There are three ways "OF" can appear in the string: at the beginning, in the middle, or at the end. Each one happens with probability $\frac1{26^2}$.

These events are related in varying ways; the event that "OF" appears in the beginning is disjoint from "OF" appearing in the middle (they can't happen at the same time) and independent from "OF" appearing at the end. But that's irrelevant.

If we define

• $X_1 = 1$ if the first two letters are "OF" and $0$ otherwise,
• $X_2 = 1$ if the middle two letters are "OF" and $0$ otherwise, and
• $X_3 = 1$ if the last two letters are "OF" and $0$ otherwise,

then $X_1 + X_2 + X_3$ is the total number of occurrences of "OF". By linearity of expectation (which always applies, whether or not the random variables are independent), $$ \mathbb E[X_1 + X_2 + X_3] = \mathbb E[X_1] + \mathbb E[X_2] + \mathbb E[X_3] = \frac1{26^2} + \frac1{26^2} + \frac1{26^2} = \frac3{26^2}. $$

Answer 3

Let's define the random variable $X$= number of times the sequence 'OF' appears.
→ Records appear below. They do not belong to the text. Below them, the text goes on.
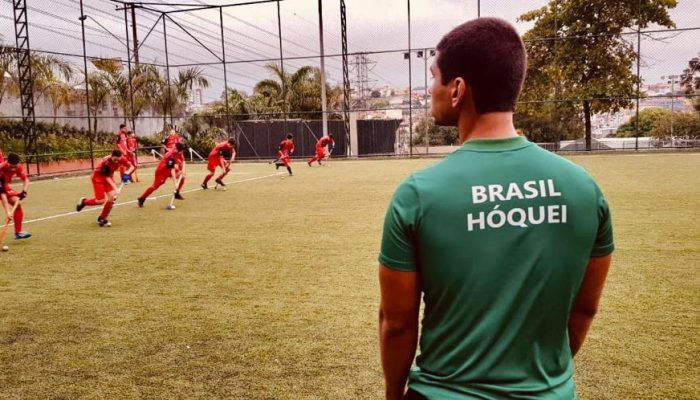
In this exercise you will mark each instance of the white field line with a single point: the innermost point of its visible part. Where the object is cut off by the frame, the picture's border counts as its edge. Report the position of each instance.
(134, 201)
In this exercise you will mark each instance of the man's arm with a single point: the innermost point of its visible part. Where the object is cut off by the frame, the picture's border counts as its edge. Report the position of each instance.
(398, 327)
(586, 304)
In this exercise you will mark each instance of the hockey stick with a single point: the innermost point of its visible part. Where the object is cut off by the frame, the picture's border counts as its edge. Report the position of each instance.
(7, 222)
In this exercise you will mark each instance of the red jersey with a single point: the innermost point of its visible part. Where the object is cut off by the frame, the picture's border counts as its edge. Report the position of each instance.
(120, 142)
(7, 173)
(131, 144)
(286, 146)
(325, 141)
(171, 159)
(170, 141)
(106, 168)
(223, 149)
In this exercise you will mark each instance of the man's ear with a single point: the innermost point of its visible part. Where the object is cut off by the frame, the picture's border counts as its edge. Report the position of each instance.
(458, 91)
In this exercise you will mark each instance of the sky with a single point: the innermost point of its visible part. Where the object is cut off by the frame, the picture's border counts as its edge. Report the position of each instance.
(251, 33)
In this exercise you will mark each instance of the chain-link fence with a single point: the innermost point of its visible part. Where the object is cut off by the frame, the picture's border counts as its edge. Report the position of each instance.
(620, 71)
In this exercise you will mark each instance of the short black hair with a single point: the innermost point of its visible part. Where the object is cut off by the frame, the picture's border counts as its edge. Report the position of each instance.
(13, 159)
(490, 56)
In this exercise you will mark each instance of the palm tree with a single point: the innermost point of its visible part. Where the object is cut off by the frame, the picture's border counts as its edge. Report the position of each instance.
(170, 96)
(298, 93)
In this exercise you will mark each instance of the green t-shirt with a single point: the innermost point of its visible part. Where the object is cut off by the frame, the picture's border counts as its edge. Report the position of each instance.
(500, 232)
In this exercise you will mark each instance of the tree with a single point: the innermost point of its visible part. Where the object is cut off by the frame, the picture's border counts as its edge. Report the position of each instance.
(590, 58)
(649, 120)
(690, 80)
(170, 95)
(297, 93)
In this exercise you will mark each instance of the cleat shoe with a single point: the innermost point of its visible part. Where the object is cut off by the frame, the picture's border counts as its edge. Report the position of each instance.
(22, 235)
(81, 204)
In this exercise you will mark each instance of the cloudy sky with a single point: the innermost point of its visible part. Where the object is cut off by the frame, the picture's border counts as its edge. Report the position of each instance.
(251, 33)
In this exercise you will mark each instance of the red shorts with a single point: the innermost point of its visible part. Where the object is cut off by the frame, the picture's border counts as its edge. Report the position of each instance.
(11, 192)
(213, 163)
(132, 159)
(284, 158)
(320, 153)
(101, 188)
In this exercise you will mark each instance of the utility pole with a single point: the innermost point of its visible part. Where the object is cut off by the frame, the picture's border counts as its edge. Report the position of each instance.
(324, 116)
(134, 33)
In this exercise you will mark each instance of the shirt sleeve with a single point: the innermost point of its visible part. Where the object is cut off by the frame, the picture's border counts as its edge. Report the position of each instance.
(399, 240)
(604, 243)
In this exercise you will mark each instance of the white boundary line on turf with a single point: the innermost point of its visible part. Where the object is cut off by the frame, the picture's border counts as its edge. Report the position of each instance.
(134, 201)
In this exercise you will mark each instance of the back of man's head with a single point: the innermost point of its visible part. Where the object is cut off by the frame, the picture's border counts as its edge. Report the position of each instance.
(490, 56)
(13, 159)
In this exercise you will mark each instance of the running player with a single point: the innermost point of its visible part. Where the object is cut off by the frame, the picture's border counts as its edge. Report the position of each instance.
(221, 156)
(285, 149)
(132, 146)
(320, 149)
(170, 141)
(120, 143)
(103, 183)
(171, 166)
(8, 169)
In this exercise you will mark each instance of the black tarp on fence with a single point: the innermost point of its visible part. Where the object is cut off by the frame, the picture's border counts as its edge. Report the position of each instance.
(259, 139)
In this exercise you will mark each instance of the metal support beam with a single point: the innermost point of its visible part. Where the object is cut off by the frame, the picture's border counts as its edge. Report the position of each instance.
(167, 71)
(26, 82)
(87, 86)
(346, 74)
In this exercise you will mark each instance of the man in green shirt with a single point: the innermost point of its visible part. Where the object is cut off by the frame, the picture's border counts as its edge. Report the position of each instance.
(508, 244)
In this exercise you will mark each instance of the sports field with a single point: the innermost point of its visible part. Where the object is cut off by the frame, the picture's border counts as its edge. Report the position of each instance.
(269, 290)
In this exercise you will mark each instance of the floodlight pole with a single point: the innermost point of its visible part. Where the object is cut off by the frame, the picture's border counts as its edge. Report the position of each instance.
(284, 77)
(167, 69)
(410, 86)
(128, 64)
(87, 86)
(223, 62)
(324, 116)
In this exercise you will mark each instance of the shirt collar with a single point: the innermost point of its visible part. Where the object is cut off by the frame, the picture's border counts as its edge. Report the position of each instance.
(495, 145)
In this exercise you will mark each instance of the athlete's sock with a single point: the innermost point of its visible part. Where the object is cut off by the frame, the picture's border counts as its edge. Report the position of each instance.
(17, 219)
(148, 192)
(106, 209)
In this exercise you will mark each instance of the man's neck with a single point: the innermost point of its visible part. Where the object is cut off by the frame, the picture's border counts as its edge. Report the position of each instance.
(487, 126)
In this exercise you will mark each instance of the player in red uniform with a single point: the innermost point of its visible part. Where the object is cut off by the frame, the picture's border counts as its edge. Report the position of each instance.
(285, 149)
(320, 149)
(132, 146)
(171, 166)
(221, 156)
(8, 169)
(103, 183)
(170, 141)
(120, 144)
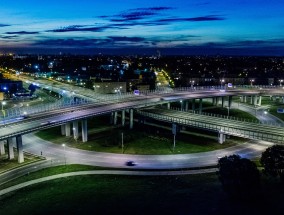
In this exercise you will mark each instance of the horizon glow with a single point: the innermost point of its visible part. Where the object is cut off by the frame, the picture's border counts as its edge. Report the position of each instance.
(235, 25)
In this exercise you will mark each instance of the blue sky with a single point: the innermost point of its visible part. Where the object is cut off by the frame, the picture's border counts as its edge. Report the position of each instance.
(240, 26)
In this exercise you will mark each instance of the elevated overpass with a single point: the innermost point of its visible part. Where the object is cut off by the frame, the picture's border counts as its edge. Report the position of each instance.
(223, 126)
(73, 112)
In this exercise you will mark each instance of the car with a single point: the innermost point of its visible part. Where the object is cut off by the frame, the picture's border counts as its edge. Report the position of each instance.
(130, 163)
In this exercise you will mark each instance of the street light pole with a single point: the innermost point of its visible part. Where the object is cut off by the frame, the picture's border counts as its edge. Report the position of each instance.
(64, 153)
(3, 103)
(3, 112)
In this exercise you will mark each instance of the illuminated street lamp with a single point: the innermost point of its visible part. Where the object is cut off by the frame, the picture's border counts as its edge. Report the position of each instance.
(3, 103)
(192, 83)
(222, 82)
(64, 153)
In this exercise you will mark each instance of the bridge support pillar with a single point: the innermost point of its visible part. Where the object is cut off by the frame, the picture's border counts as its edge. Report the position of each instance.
(2, 147)
(255, 100)
(230, 101)
(115, 118)
(169, 105)
(200, 106)
(84, 130)
(19, 142)
(75, 130)
(193, 104)
(259, 101)
(10, 148)
(63, 130)
(217, 101)
(186, 105)
(67, 129)
(123, 118)
(111, 118)
(131, 118)
(221, 137)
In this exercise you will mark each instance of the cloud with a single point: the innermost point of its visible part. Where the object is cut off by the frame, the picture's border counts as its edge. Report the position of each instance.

Notice that $X$ can take on the values: $0,1$ or $2$. So, in this case, $$E[X] = 0 \cdot P(X=0)+1\cdot P(X=1)+2 \cdot P(X=2)$$

Now these are all the possibilities where the sequence 'OF' appears:

• $OFxx: 26 \cdot26-1=675$ is the number of ways you can obtain this (because each $x$ can take on $26$ values, except the case when they are 'OF' once again)
• $xOFx: 26 \cdot26 =676$ number of ways to obtain this.
• $xxOF : 26 \cdot26-1= 675 $ number of ways, following the first reasoning.
• $OFOF$: $1$ way to obtain this.

So then

$P(X=0)= \frac{26^4-2(675)-676-1}{26^4}= \frac{454949}{26^4}$

$P(X=1)= \frac{2(675)+676}{26^4}=\frac{2026}{26^4}$

$P(X=2)= \frac{1}{26^4}$

So finally:

$$E[X]=0\cdot\frac{454949}{26^4}+1\cdot \frac{2026}{26^4} + 2 \cdot\frac{1}{26^4} = \frac{1013}{228488}+\frac{1}{228488}= \frac{3}{676} = \frac{3}{26^2}.$$